Chief Supt Stephen Cargin said he believed police had foiled an imminent mortar bomb attack, probably on the city’s police headquarters at Strand Road, by dissident republicans.
He said the roof of the van had been cut off and the four bombs were contained inside tubes. They were fully primed and within minutes of being launched from a specially prepared launch pad, he added.
‘Excellent work’
Chief Supt Cargin said: “But for the excellent work of officers whose job is to protect the community we could well have been looking at a scene of mass casualties and multiple deaths today, not just of police officers but also of members of the community who live close to the intended target, which we believe with certainty was to have been a police base.”

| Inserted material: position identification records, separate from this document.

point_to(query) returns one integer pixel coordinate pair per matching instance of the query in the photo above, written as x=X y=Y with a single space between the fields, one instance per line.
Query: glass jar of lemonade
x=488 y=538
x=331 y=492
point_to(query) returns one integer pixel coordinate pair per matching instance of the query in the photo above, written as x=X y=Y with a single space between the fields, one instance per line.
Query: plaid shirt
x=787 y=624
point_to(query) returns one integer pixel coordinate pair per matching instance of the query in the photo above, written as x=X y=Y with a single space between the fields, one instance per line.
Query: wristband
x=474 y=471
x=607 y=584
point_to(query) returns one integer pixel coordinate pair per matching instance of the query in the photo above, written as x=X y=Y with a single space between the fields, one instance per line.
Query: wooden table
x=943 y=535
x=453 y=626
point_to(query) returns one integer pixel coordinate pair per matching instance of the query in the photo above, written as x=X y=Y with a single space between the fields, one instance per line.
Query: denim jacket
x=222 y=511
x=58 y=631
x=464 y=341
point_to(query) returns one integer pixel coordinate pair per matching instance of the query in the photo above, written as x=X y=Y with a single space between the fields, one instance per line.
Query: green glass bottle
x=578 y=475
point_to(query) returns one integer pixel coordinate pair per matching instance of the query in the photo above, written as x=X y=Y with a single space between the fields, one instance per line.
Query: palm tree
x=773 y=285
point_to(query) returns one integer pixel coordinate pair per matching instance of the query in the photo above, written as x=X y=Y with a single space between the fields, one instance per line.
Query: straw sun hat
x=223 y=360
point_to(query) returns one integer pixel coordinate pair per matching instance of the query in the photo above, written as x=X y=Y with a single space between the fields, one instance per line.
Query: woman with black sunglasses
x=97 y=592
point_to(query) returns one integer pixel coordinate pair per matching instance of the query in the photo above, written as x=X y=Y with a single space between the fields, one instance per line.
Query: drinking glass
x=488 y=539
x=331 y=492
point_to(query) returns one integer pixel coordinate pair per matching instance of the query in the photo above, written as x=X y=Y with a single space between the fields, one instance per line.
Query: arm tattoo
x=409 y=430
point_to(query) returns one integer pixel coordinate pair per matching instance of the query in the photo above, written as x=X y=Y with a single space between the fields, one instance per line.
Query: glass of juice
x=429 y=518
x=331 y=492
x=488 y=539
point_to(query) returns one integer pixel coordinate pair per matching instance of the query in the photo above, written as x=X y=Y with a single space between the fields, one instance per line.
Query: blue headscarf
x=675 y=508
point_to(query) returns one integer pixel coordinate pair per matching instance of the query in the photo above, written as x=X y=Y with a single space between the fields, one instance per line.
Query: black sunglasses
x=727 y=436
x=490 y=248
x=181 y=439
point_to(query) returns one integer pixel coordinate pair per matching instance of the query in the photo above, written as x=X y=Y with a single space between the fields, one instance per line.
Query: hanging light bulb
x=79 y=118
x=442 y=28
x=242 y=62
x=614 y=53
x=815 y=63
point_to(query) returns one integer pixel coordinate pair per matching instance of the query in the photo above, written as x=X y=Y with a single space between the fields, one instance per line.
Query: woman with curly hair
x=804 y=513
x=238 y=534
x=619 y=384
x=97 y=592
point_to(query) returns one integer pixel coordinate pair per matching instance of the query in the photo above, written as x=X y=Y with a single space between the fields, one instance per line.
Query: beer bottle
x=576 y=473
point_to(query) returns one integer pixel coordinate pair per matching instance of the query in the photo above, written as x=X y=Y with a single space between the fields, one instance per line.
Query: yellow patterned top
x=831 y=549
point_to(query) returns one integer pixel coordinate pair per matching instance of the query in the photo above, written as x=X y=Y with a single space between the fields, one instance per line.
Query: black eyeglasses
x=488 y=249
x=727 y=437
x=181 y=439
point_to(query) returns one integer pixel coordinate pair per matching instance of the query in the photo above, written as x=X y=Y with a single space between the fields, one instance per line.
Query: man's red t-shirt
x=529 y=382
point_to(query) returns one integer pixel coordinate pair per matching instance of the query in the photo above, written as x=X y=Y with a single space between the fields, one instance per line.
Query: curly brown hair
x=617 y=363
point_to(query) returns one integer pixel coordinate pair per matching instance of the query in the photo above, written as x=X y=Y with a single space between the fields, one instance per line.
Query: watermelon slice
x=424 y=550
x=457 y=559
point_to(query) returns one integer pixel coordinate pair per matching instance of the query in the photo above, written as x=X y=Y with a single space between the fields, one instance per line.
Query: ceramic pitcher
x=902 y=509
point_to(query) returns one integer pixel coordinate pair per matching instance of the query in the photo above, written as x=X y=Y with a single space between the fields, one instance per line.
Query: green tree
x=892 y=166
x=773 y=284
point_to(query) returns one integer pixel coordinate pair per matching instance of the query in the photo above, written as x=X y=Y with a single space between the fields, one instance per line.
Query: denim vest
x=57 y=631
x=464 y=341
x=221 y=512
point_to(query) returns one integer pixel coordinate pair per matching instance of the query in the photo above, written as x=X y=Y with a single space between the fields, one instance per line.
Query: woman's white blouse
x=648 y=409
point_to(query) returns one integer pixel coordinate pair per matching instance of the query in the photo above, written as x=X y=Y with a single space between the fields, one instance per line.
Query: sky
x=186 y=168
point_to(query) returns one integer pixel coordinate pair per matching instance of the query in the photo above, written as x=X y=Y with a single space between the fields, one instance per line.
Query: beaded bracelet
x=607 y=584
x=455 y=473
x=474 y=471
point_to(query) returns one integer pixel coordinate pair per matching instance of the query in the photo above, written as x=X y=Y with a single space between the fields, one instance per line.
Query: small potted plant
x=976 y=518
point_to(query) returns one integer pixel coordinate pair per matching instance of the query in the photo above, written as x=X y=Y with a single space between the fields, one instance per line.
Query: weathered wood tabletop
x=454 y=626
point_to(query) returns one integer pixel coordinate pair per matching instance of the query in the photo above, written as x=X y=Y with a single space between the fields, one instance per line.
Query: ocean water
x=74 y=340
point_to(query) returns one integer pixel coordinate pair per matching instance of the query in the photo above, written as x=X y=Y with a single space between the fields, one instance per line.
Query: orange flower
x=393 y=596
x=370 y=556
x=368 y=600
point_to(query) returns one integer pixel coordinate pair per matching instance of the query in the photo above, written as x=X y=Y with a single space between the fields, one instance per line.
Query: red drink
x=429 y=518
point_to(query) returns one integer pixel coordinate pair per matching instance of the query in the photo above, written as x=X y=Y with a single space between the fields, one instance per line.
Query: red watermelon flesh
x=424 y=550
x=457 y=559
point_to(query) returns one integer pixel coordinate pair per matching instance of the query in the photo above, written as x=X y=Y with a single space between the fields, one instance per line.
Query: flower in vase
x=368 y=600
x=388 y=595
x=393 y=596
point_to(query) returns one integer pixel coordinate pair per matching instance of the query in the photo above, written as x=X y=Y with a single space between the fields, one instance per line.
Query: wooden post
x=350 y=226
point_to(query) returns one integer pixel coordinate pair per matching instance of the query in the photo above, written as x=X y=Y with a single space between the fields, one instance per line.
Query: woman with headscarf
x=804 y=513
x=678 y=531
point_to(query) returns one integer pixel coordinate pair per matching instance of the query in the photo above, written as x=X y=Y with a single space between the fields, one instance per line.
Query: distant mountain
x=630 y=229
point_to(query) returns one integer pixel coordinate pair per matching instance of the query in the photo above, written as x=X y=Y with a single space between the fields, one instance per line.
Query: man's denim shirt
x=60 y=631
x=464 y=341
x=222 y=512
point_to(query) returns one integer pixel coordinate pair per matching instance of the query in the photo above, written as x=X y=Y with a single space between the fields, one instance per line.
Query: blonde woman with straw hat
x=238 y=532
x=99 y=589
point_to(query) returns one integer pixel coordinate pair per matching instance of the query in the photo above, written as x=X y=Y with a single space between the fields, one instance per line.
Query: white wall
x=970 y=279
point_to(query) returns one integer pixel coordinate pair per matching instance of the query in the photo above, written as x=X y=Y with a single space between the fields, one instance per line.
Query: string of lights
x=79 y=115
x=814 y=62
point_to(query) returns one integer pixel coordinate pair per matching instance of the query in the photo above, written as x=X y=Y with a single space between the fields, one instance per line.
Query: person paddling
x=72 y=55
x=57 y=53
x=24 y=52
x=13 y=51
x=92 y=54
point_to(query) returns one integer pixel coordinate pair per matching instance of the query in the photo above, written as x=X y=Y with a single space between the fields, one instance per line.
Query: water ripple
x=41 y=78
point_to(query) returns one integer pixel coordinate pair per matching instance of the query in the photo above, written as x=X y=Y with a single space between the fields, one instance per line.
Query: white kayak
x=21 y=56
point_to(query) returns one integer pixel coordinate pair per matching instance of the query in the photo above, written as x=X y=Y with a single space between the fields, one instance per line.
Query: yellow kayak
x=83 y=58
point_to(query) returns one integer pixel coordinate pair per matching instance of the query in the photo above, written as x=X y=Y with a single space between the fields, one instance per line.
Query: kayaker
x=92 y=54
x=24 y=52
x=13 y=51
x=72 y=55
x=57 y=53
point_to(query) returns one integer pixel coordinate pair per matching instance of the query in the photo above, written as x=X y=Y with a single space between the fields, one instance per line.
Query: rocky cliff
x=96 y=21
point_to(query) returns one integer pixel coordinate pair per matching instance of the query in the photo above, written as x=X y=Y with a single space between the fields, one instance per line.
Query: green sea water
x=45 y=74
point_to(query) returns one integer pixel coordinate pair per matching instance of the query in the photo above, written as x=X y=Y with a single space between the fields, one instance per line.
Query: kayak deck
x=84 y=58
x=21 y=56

Police sources have indicated that the interception of the mortar bombs was the result of a joint intelligence operation between the Garda and the Police Service of Northern Ireland.
It is believed the mortar bombs were made in Co Donegal and driven across the Border along the Letterkenny road towards Derry in the adapted Citroen Berlingo van.
As a result of information received from the Garda, PSNI officers stopped the van at a roundabout at the junction of Foyle Road and Lone Moore Road in the Brandywell area of Derry.
After the van was forced to stop by two PSNI vehicles, dozens of armed officers emerged from concealed positions and arrested the driver, who was the van’s only occupant, as well as the rider of a motorcycle which was travelling close to the van.
A third man was arrested at his home a mile away in the city’s Creggan area at 5am yesterday.
“All three men are local, they are known to us and they are being questioned at the serious crime suite in Antrim police station,” said Chief Supt Cargin.
Following the discovery of the mortar bombs, more than 100 nearby houses were evacuated. During the evacuation a group of youths threw several petrol bombs and stones at police officers assisting people from their homes.
Foyle SDLP MP Mark Durkan said the city had been spared “an awful catastrophe”.